A top Republican politician in North Carolina is facing a wave of outrage and backlash, including calls for resignation, from elected officials and various human rights groups over his recent discriminatory comments that likened gay and transgender people to “filth”.
Lieutenant Governor Mark Robinson, the state’s highest Republican in an executive office position, made the remarks at Asbury Baptist church in Seagrove, North Carolina, in June. Right Wing Watch, a project of the advocacy group People For the American Way, posted the video on social media last week.
In the video, Robinson can be heard saying: “There’s no reason anybody anywhere in America should be telling any child about transgenderism, homosexuality, any of that filth … And yes, I called it filth, and if you don’t like that I called it filth, come see me and I’ll explain it to you.”
Andrew Bates, a White House deputy press secretary from North Carolina, condemned Robinson’s remarks, saying, “These words are repugnant and offensive. The role of a leader is to bring people together and stand up for the dignity and rights of everyone; not to spread hate and undermine their own office.”
In addition to the White House, Democratic lawmakers and numerous rights groups have criticized Robinson, with some demanding his resignation while others request to meet him to discuss his remarks.
Jeff Jackson, a Democratic state senator and US Senate candidate urged Robinson to quit, tweeting, “Calling many of your own constituents ‘filth’ means you have no intention of representing them. Our Lt Governor should resign and allow someone who is prepared to do the job to take his place. This wasn’t a dog whistle, folks. This was old school hate.”
The Human Rights Campaign, the nation’s largest LGBTQ civil rights organization, released a statement saying: “We are calling on Lieutenant Governor Mark Robinson to resign for his disgraceful, hateful statements … This is not the first time Robinson has shared his discriminatory views, but it should be the last time he gets away with it as an elected leader.”
Kaye Vassey, a spokesperson from the LGBT Center of Raleigh echoed the HRC’s sentiments, telling the Guardian, “I’m not going down a path of politics but just absolute human rights and the words that he spoke are dangerous to the LGBTQ community, especially to the youth … and it’s a travesty.”
“We did send an open letter saying we would like to set up that meeting and ask for his resignation,” Vassey added, referring to an open letter sent by St John’s Metropolitan Community Church on behalf of various church groups to Robinson.

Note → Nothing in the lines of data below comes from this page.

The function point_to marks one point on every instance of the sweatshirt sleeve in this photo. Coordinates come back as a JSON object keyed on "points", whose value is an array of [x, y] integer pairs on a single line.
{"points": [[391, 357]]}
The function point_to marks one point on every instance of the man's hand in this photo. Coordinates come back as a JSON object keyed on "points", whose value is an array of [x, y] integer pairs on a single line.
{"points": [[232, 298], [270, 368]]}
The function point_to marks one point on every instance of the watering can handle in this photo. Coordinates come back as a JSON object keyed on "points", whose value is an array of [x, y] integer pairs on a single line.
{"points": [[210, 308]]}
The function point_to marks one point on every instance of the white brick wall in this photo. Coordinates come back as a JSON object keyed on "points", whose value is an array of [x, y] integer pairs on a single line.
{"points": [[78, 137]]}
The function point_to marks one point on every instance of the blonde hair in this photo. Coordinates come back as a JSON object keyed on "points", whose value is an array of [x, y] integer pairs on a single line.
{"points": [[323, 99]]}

“Your words have caused considerable harm and you have the potential to cost people their lives. The Trevor Projects estimates that at least one LGBTQ youth between the ages of 13-24 attempts suicide every 45 seconds in the US. This number could be reduced by as much as 40% if an adult in these young people’s lives shares unconditional love with them,” the letter obtained by the Guardian read.

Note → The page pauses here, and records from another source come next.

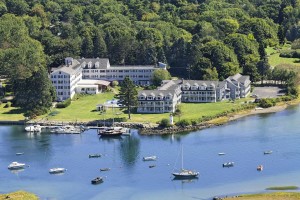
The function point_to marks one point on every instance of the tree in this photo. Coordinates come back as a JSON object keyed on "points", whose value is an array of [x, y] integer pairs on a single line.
{"points": [[22, 60], [160, 75], [128, 94], [263, 68]]}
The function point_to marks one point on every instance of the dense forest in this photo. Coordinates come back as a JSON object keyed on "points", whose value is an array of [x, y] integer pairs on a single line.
{"points": [[198, 39]]}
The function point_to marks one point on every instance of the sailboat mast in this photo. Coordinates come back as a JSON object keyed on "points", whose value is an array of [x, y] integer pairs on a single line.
{"points": [[181, 158]]}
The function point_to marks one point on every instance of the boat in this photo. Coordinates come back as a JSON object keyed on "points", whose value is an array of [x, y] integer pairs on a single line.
{"points": [[95, 155], [16, 165], [97, 180], [185, 173], [104, 169], [57, 170], [268, 152], [33, 128], [149, 158], [67, 130], [109, 131], [228, 164], [260, 168]]}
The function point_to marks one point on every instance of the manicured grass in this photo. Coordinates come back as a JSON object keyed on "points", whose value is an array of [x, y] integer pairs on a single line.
{"points": [[283, 188], [83, 110], [19, 195], [11, 113], [269, 196], [275, 60]]}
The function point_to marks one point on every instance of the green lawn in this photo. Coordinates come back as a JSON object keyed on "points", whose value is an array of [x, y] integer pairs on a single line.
{"points": [[11, 113], [83, 110], [275, 60], [269, 196], [19, 195]]}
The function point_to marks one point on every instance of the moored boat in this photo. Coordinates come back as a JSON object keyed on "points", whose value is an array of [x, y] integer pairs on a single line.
{"points": [[57, 170], [33, 128], [95, 155], [268, 152], [149, 158], [185, 173], [260, 168], [97, 180], [228, 164], [16, 165], [104, 169]]}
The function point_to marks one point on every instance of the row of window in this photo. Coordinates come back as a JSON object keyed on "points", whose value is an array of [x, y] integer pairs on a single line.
{"points": [[63, 93], [117, 71], [154, 98], [62, 87], [60, 76], [203, 93], [197, 88]]}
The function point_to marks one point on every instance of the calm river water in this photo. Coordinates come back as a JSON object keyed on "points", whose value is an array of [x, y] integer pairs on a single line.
{"points": [[243, 141]]}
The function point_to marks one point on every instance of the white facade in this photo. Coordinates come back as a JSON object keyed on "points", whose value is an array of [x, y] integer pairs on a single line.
{"points": [[65, 79]]}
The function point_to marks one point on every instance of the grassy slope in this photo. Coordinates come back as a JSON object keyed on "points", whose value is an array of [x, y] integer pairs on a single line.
{"points": [[269, 196], [19, 195], [274, 58], [84, 110], [10, 114]]}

Alisson Scott, director of impact and innovation at Campaign for Southern Equality, told the Guardian, “When he makes these comments, he somehow … tries to roll with the assumption that there are no LGBTQ students in existence and that we’re all somehow just adults and that’s simply false … For him to say this, it’s dangerous, it’s a weapon.”

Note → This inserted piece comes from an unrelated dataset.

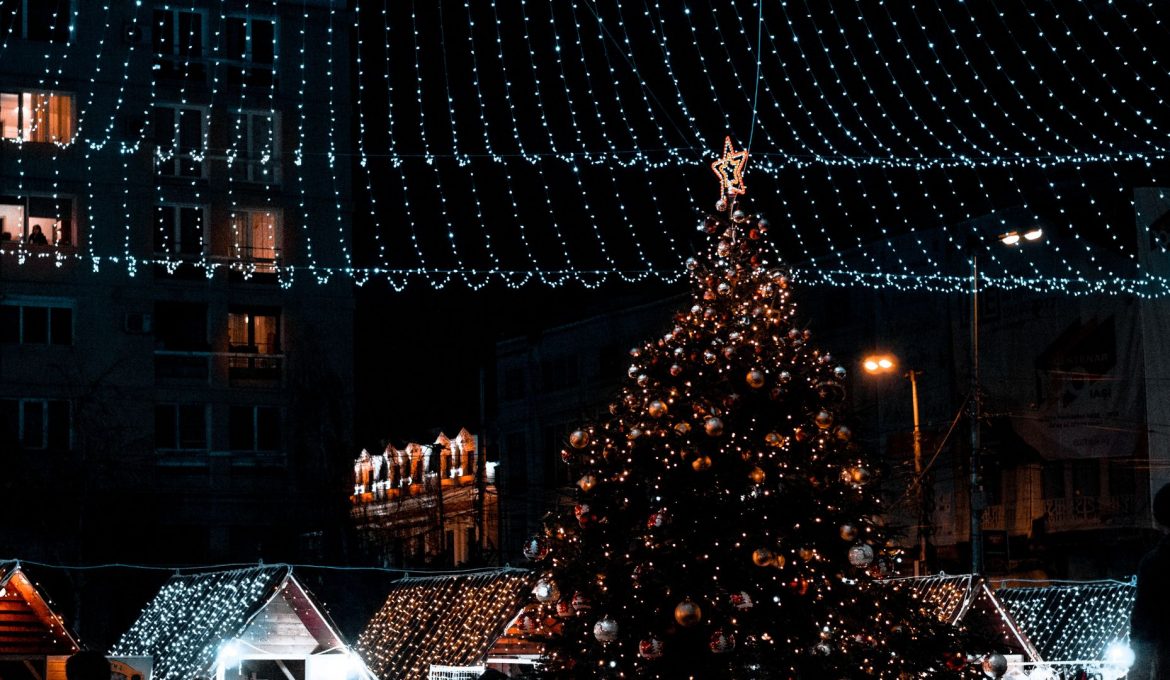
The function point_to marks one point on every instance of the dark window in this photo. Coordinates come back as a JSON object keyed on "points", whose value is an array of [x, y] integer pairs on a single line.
{"points": [[250, 50], [1086, 478], [1053, 479], [180, 426], [179, 139], [179, 229], [34, 324], [255, 428], [180, 325], [40, 424], [178, 41], [558, 372]]}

Robinson, who has since doubled down on his comments, remained defiant, even posting on Facebook that he will not back down nor be silenced. He also said he would continue to fight for the rights of children to receive an education free from sexual concepts that “do not belong in the classroom”.
According to Peter Montgomery, a senior fellow at People For the American Way, Robinson’s act of defiance is “a sign that he is counting on rallying up and motivating the right wing base to carry him over the finish line.”
“I think that’s his political strategy – to use this kind of rhetoric to portray himself as the victim. He’s happy to hurl himself at others but somehow people criticizing him for making bigoted comments prompts him to make him seem like the victim,” Montgomery told the Guardian.
Robinson’s recent comments are only the latest examples of his discrimination against the LGBTQ community. After the 2016 shooting at Pulse, a gay nightclub in Orlando, Florida, Robinson wrote, “I pray for the souls of all those killed … However, homosexuality is STILL an abominable sin.”
In 2019, Robinson accused parents of having “mentally raped” their transgender children while criticizing gender reassignment surgeries.